When I was younger, I thought if you achieved the most, you should be the most valued. I was the goal-setting, high achiever type. I worked long hours, volunteering for complex and tough cases. I never spent much time following up with clients or doing anything other than working hard on being a lawyer. I ended up being, hopefully, a very good lawyer. However, I didn’t know what mattered most to my clients—or to my firm.

Upon becoming a partner, I began to learn firm economics. I learned what it takes to run a firm profitably and how to motivate others to reach goals. This opened my eyes to the notion that just being the best isn’t what makes you valuable. I changed how I related to my clients—learning more about their businesses and their needs, which made me like and care more about them and their success. I became a better partner to my clients and to my firm. I also realized that learning about my clients and my colleagues helped me become more successful in all aspects of my life.

The first few years managing were challenging and time-consuming, with a big learning curve.
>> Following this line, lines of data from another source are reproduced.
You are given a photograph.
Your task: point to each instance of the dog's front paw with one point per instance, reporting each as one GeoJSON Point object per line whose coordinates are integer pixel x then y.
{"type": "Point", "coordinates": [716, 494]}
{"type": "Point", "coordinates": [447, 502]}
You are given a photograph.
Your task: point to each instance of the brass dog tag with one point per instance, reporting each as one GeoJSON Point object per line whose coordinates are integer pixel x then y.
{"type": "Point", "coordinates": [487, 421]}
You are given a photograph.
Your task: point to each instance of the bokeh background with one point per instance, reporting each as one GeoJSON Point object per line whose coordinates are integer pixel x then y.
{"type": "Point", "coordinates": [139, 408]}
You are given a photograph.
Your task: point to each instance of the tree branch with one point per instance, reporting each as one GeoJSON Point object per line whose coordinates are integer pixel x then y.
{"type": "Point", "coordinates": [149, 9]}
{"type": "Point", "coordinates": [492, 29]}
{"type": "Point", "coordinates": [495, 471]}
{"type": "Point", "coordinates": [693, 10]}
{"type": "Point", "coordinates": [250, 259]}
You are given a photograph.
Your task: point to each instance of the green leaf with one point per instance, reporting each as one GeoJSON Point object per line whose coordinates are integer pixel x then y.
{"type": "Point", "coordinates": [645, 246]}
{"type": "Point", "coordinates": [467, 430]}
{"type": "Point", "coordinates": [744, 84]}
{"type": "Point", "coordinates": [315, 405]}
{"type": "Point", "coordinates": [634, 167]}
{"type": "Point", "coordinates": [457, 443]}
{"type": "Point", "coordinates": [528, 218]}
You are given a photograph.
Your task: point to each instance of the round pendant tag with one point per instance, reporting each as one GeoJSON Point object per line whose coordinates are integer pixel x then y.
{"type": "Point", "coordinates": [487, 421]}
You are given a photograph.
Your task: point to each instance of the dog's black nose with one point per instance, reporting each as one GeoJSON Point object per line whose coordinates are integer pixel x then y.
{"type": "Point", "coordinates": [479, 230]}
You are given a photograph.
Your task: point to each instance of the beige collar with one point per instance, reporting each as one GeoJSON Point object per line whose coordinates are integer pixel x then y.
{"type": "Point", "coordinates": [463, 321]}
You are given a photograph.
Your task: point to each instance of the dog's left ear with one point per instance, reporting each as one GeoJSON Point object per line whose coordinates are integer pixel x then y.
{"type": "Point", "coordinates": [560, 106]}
I loved the strategic planning, but struggled with managing equals. Working with a coach, I learned how to build trust to achieve common goals. I found that I liked contributing to the success of the firm by helping others meet their goals. In a way, it helped me relax and realize it’s not all on me. I could help others to help all of us. I opened up more and, in turn, became more successful without always having to try so hard. I’m still driven—don’t get me wrong—but now I share the load.

On Finding Success and Staying Competitive
Success requires drive; hard work; charisma; excellent listening, communication and analytical skills; integrity; flexibility; and the ability to build trust. A strong desire to win doesn’t hurt either.

Tracey’s Advice to Young Women Starting Careers
Get an education and do well in school. It matters almost all of the time and, even when it doesn’t, learning to be a critical thinker is worthy end in itself. Be physically active. You will need to be healthy to have the energy and drive to be very successful. Build relationships as part of your career strategy—and also, just for fun. Your friends and family will sustain you when your career doesn’t. Have allies and make allies. Volunteer for the jobs others might not want and then do them well. Fully engage in what you do and if you don’t enjoy your career, choose another one. Build wealth, so that you have the freedom of choice.